The Parsha of Kedoshim makes a remarkable claim: Kedusha – holiness, can be found in the mundane as well as the sublime. Throughout the portion we encounter a myriad of seemingly disparate mitzvot including: honor your parents; don’t steal, lie, or curse; love your neighbor as yourself; and be mindful of what you wear and what you eat. One of these pathways to holiness is pe’ah, fulfilled at harvest time when a farmer leaves a corner of the field’s crop for the poor.

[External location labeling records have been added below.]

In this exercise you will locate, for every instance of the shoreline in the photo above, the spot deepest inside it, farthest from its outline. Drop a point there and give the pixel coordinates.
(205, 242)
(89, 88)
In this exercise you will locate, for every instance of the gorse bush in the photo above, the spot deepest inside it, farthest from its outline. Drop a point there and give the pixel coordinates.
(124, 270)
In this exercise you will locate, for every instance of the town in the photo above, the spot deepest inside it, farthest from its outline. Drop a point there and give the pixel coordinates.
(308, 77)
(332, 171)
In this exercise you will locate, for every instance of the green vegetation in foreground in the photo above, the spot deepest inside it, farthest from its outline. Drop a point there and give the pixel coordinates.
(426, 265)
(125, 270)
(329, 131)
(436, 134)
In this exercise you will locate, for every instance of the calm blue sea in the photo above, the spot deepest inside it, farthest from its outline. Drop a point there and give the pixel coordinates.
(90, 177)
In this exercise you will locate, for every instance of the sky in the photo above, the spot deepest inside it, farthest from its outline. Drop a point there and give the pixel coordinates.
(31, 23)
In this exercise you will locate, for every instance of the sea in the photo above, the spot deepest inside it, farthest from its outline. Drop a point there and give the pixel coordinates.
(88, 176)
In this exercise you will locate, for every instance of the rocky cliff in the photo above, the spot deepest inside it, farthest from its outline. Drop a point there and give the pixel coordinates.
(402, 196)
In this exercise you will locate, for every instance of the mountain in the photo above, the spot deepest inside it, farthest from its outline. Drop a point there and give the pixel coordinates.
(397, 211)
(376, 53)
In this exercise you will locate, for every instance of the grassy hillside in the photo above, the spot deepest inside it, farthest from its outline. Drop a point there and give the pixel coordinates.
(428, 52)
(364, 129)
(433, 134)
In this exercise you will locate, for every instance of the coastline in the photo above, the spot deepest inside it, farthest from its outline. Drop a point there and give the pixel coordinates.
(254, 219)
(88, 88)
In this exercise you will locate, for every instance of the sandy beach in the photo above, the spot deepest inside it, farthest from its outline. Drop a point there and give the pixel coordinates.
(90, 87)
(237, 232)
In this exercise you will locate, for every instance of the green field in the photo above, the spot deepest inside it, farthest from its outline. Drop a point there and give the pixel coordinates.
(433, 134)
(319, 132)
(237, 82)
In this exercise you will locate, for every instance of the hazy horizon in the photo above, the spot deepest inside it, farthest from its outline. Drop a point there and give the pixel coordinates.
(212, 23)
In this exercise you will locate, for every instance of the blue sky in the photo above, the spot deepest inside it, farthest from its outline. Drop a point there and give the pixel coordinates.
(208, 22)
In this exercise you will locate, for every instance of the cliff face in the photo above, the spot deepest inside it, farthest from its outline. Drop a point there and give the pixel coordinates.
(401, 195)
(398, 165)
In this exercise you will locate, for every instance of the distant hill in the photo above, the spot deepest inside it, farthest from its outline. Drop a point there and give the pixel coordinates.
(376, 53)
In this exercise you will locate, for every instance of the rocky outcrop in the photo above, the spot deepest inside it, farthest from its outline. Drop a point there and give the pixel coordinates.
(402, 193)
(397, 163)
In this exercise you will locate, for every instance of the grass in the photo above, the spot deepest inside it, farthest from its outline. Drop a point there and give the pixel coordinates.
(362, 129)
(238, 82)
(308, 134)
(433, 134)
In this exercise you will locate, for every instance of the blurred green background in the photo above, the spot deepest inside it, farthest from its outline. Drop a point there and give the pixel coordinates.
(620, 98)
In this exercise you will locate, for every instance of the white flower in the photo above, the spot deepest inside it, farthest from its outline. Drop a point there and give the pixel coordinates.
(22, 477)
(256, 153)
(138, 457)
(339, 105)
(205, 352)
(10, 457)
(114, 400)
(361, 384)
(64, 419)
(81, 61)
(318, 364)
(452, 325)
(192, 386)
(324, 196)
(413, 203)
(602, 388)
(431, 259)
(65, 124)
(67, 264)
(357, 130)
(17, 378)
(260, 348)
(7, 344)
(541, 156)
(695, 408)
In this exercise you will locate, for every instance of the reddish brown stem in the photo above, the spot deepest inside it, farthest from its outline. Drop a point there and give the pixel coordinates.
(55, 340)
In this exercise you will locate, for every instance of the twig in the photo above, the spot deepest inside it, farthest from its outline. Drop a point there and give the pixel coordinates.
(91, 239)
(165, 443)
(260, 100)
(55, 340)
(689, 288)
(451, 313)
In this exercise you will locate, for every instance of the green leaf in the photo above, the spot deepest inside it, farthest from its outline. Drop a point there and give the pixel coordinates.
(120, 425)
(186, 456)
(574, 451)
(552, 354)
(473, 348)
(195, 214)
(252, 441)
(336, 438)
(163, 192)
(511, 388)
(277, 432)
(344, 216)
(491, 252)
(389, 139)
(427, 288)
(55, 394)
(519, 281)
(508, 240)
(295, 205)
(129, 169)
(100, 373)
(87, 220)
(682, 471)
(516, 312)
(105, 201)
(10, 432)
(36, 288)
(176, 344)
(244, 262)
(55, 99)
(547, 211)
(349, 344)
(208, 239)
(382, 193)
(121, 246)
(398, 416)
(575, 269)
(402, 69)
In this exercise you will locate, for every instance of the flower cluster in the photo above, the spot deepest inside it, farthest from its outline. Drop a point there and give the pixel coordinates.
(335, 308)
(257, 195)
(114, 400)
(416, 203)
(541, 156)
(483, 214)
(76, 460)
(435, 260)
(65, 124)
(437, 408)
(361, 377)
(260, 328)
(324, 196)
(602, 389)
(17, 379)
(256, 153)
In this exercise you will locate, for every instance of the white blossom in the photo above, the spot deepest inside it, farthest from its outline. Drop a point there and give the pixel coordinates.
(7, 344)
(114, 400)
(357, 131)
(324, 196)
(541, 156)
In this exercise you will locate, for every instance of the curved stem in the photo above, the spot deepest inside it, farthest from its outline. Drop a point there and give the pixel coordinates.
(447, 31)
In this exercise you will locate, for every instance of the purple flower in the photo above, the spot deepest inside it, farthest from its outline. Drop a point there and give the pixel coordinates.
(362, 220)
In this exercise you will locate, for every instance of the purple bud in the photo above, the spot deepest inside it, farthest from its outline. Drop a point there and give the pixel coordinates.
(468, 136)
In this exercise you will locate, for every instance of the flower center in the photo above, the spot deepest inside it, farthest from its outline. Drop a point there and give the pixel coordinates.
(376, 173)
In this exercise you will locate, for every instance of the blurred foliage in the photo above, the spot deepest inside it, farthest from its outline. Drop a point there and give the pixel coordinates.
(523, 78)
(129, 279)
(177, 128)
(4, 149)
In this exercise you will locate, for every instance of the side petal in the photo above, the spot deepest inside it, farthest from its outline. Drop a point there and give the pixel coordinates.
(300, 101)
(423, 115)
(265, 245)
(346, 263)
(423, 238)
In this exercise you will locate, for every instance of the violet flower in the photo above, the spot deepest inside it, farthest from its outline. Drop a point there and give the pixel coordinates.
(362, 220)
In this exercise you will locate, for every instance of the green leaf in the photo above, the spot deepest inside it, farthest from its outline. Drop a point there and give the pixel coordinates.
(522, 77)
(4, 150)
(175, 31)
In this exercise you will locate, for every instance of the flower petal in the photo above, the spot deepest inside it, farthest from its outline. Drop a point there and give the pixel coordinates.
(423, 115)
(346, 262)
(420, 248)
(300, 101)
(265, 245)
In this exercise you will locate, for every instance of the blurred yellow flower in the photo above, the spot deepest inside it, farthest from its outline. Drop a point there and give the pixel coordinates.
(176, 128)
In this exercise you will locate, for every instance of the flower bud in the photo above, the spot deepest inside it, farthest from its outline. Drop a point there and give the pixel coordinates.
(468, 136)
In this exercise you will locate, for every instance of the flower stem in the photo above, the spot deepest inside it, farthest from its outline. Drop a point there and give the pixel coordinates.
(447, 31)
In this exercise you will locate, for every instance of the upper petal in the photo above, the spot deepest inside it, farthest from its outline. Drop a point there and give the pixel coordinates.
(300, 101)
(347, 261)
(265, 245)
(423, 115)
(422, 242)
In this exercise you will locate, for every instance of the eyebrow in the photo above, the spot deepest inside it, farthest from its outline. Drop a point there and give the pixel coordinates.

This mitzvah accrues to the farmer whether or not a poor person actually arrives to reap and benefit from the crop. Seemingly, the very act of leaving a corner cultivates the trait of generosity, so that the person becomes a more charitable giver. An ultimate benefit to the giver is that s/he becomes more God-like. This could be why all the mitzvot (in the 1st mishnah of tractate Pe’ah) that we recite at the shacharit service right after the blessings on the Torah, have no prescribed amount: God is described by the mystics as the Ein-sof (the One without limits) and so there can be no limit on our efforts to emulate the Einsof .
On the other side of the equation, we have the recipient’s perspective. The Jersualem Talmud (at the end of tractate Peah) indicates that it is sinful not to accept tzedaka when needed; when I am in distress, I have an opportunity to become a charitable recipient – a vehicle for holiness. When I accept the charity, love, care and concern that is extended to me, I – as much as the giver – am the one that enables kedusha to be expressed in the world through the mitzvah of tzedakah. There are times when we must find a small corner of ourself that is open to setting aside our pride and receiving what others are offering us. May we be blessed to recognize that both offering help and being open to accepting the support of others are true pathways to holiness.